Chancellor George Osborne is expected to confirm his appointment today, at which point he will cease being an MP.
It has emerged that three years ago, at the height of the expenses scandal, MPs voted down reforms that could have made evidence such as Mr MacShane’s letters admissible in court.
Clause 10 of the Parliamentary Standards Bill made clear that parliamentary privilege should not knock out evidence simply because it related to “proceedings in Parliament”.
However, the Commons narrowly voted to drop the measures in July 2009 amid concerns of a “chilling” effect on free speech.
A Government green paper on parliamentary privilege launched in April has again suggested changing the rules to ensure such evidence is admissible.
The document says “it is wrong in principle to deny the courts access to any relevant evidence when the alleged act is serious enough to have been recognised as a criminal offence”.

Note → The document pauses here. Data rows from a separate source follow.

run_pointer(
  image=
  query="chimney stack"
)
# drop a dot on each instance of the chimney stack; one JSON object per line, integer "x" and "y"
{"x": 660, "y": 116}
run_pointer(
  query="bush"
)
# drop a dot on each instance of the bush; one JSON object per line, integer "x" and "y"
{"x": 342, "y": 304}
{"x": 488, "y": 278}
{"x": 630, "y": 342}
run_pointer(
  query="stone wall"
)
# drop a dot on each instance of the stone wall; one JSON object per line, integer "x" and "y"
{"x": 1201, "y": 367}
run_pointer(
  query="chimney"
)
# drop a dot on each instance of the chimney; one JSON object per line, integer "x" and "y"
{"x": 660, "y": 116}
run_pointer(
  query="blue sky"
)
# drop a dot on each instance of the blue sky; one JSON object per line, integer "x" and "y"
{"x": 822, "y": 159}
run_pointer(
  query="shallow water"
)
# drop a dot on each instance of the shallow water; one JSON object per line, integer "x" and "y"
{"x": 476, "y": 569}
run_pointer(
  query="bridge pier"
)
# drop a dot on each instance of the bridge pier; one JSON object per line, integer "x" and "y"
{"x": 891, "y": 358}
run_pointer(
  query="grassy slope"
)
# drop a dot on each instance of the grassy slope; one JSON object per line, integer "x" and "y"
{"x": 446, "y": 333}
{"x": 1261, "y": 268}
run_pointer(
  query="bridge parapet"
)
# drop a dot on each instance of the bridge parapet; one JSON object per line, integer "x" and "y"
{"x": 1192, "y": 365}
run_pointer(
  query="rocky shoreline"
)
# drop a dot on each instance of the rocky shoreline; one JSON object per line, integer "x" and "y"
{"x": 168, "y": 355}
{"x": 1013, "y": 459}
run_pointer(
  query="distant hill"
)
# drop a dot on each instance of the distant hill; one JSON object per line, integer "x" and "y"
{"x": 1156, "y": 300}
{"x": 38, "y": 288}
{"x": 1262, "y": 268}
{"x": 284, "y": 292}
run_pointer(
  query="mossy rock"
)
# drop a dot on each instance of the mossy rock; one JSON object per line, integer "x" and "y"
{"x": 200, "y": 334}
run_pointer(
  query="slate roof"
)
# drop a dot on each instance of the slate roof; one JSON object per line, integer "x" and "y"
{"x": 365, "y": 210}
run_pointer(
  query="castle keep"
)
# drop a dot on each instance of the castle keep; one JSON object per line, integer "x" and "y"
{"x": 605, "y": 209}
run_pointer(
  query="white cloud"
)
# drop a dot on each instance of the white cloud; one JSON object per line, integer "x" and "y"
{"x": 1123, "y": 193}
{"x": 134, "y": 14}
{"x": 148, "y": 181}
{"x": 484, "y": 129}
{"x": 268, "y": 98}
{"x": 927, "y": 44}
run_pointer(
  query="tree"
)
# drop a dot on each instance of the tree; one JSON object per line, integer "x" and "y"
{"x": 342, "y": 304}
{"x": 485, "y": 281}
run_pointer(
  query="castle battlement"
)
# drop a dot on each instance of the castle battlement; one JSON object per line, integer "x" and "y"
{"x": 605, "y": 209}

It proposes removing privilege in all criminal cases, except where the alleged offence “related closely to the principal reason for the protection of privilege – i.e. the protection of freedom of speech and debate in Parliament”.
Labour MP John Mann branded the idea that the documents should be protected by parliamentary privilege “nonsense”.
“My interpretation of privilege is it’s to prevent people suing over an allegation made in Parliament,” he said. “I’ve had a lot of exchanges about privilege and the idea that it would have applied in this case, well, I don’t think they have a leg to stand on.”